Two types of certificates can trigger this alarm: Certificate Authority certificates used to validate servers and SSL Server Certificates that the SteelHead uses when acting as a trusted man in the middle. Depending on the type of certificate, you can review the expiring certificates on the Optimization: SSL > Certificate Authorities page or the Optimization: SSL > SSL Main Settings page. (The alarm only redirects you to the Certificate Authorities page, but you might need to review the SSL Main Settings page for your certificate.)

• SSL Certificates SCEP—Indicates that an SSL certificate has failed to re-enroll automatically within the SCEP polling interval.

• SSL HSM private key not accessible—Indicates that the server-side SteelHead can’t import the private key corresponding to the proxy certificate from a SafeNet Luna Hardware Security Module (HSM) server. The private key is necessary to establish mutual trust between the SteelHead and the HSM for proxied SSL traffic optimization. Check that the server-side SteelHead can access the HSM device and that the private key exists on the HSM server. For details, see the Riverbed Command-Line Interface Reference Manual.

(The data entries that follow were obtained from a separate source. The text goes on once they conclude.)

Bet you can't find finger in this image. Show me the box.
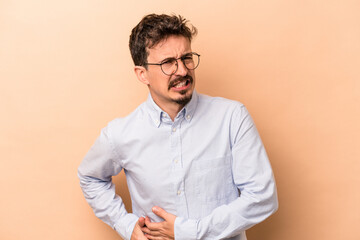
[138,217,145,227]
[145,219,163,231]
[141,227,151,234]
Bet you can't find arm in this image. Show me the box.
[175,106,278,239]
[78,126,138,239]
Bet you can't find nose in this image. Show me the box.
[175,59,188,76]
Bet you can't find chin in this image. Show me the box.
[174,91,192,105]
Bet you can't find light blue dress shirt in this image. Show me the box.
[78,92,278,240]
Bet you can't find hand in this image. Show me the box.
[141,207,176,240]
[131,217,148,240]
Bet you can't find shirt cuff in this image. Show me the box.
[174,217,198,240]
[114,213,139,240]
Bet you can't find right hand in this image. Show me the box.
[131,217,148,240]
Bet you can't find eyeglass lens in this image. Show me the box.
[161,53,200,75]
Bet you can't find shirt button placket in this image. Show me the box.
[171,122,187,215]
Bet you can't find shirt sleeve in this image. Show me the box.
[78,126,138,239]
[175,104,278,240]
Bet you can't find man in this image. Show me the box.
[78,14,278,240]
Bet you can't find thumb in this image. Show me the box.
[152,206,168,219]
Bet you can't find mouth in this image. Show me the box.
[169,76,193,91]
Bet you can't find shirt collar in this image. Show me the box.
[146,90,199,127]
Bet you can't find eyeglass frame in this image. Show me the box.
[144,52,200,76]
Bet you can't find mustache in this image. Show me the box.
[169,75,194,90]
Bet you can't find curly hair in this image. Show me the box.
[129,14,197,67]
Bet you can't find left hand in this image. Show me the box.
[141,206,176,240]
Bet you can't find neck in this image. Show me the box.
[159,102,184,121]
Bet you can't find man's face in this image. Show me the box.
[146,36,195,107]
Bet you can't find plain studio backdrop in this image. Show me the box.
[0,0,360,240]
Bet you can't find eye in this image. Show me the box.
[161,58,176,65]
[181,54,193,63]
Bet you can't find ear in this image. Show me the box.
[134,66,149,85]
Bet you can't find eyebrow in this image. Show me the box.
[160,52,192,63]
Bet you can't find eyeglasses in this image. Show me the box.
[144,52,200,76]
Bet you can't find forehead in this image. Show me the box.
[148,35,191,61]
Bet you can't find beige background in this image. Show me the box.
[0,0,360,240]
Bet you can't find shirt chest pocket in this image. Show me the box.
[194,156,238,204]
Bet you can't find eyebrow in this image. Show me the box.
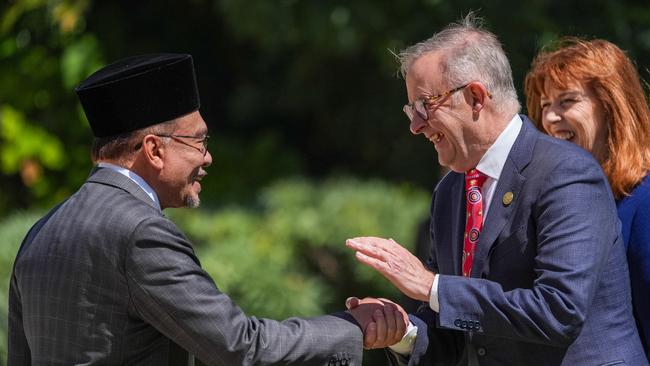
[539,90,583,101]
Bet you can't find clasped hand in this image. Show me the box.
[345,297,409,349]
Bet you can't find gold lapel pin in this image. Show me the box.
[503,192,515,206]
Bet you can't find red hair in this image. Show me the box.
[524,38,650,199]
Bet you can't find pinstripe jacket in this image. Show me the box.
[8,168,362,366]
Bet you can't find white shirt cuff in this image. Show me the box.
[388,322,418,356]
[429,274,440,313]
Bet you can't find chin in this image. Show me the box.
[185,196,201,208]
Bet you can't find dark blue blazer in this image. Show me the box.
[409,116,647,366]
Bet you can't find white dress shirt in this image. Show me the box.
[390,114,523,355]
[97,162,161,210]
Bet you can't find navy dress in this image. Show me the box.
[616,174,650,359]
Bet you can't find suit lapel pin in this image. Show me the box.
[502,192,515,207]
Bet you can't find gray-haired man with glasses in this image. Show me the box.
[346,12,647,366]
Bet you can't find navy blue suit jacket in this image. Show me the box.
[409,116,647,366]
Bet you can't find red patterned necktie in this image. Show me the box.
[463,169,487,277]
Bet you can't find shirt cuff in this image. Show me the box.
[388,321,418,356]
[429,274,440,313]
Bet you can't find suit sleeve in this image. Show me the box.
[627,202,650,356]
[438,157,620,347]
[7,275,32,366]
[125,217,362,366]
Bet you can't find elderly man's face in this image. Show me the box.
[160,111,212,207]
[406,53,481,172]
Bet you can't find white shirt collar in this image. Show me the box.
[476,114,523,180]
[97,162,161,210]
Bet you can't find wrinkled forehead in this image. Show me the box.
[174,111,208,136]
[406,52,445,100]
[539,73,588,98]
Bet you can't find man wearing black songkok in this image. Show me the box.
[8,54,404,366]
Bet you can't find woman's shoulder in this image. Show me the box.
[617,174,650,215]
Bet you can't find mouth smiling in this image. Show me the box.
[553,131,576,141]
[427,132,445,144]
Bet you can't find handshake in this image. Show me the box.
[345,297,409,349]
[345,237,435,349]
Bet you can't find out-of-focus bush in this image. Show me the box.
[0,179,429,365]
[0,212,40,365]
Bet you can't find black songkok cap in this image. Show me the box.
[75,53,200,137]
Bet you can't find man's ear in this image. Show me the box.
[467,81,489,114]
[141,135,167,170]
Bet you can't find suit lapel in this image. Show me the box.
[87,167,160,210]
[468,116,538,277]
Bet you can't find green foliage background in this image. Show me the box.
[0,0,650,364]
[0,178,429,365]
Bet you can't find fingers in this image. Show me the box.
[384,303,394,346]
[393,308,408,344]
[372,309,387,348]
[363,322,377,349]
[345,296,359,310]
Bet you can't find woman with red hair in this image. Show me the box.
[525,38,650,358]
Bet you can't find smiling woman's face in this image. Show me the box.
[540,79,608,163]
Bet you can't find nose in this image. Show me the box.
[202,150,212,168]
[409,113,427,135]
[542,108,562,132]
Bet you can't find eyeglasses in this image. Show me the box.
[156,135,210,156]
[402,83,469,121]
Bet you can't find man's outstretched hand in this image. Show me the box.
[345,236,435,302]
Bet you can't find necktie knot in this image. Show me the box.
[465,169,487,191]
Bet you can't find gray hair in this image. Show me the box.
[397,12,521,114]
[91,119,177,164]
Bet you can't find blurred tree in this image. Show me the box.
[0,0,650,215]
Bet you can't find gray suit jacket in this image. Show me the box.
[402,116,647,366]
[9,169,362,366]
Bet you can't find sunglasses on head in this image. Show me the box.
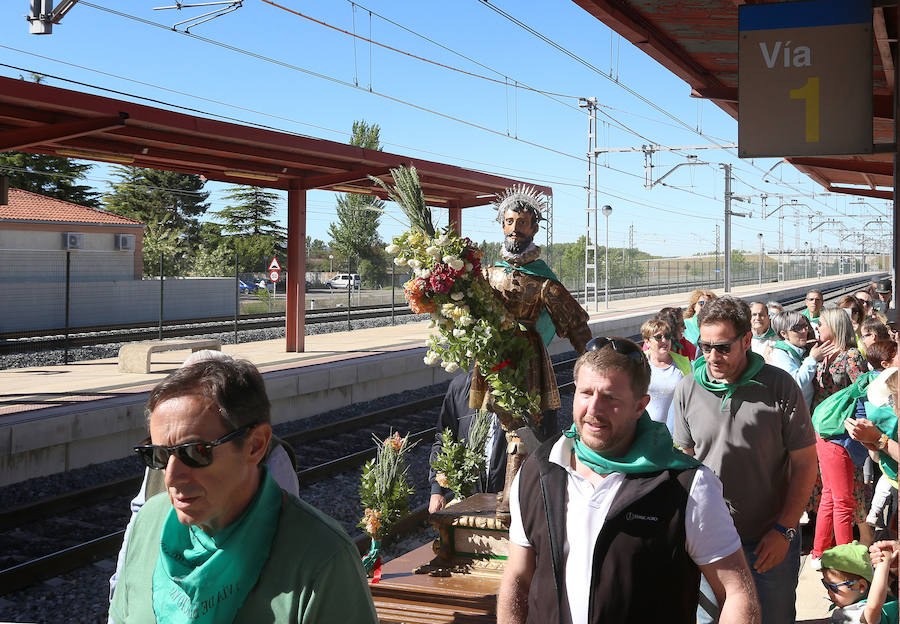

Enables an alarm when an error occurs while repartitioning the disk drives during a storage profile switch. A profile switch changes the disk space allocation on the drives, clears the SteelFusion and VSP data stores, and repartitions the data stores to the appropriate sizes.

You switch a storage profile by entering the disk-config layout CLI command at the system prompt or by choosing Administration > System Settings: Disk Management on an EX or EX+SteelFusion SteelHead.

• Critical Temperature—Enables an alarm and sends an email notification if the CPU temperature exceeds the rising threshold. When the CPU returns to the reset threshold, the critical alarm is cleared. The default value for the rising threshold temperature is 70°C; the default reset threshold temperature is 67°C.

• Warning Temperature—Enables an alarm and sends an email notification if the CPU temperature approaches the rising threshold. When the CPU returns to the reset threshold, the warning alarm is cleared.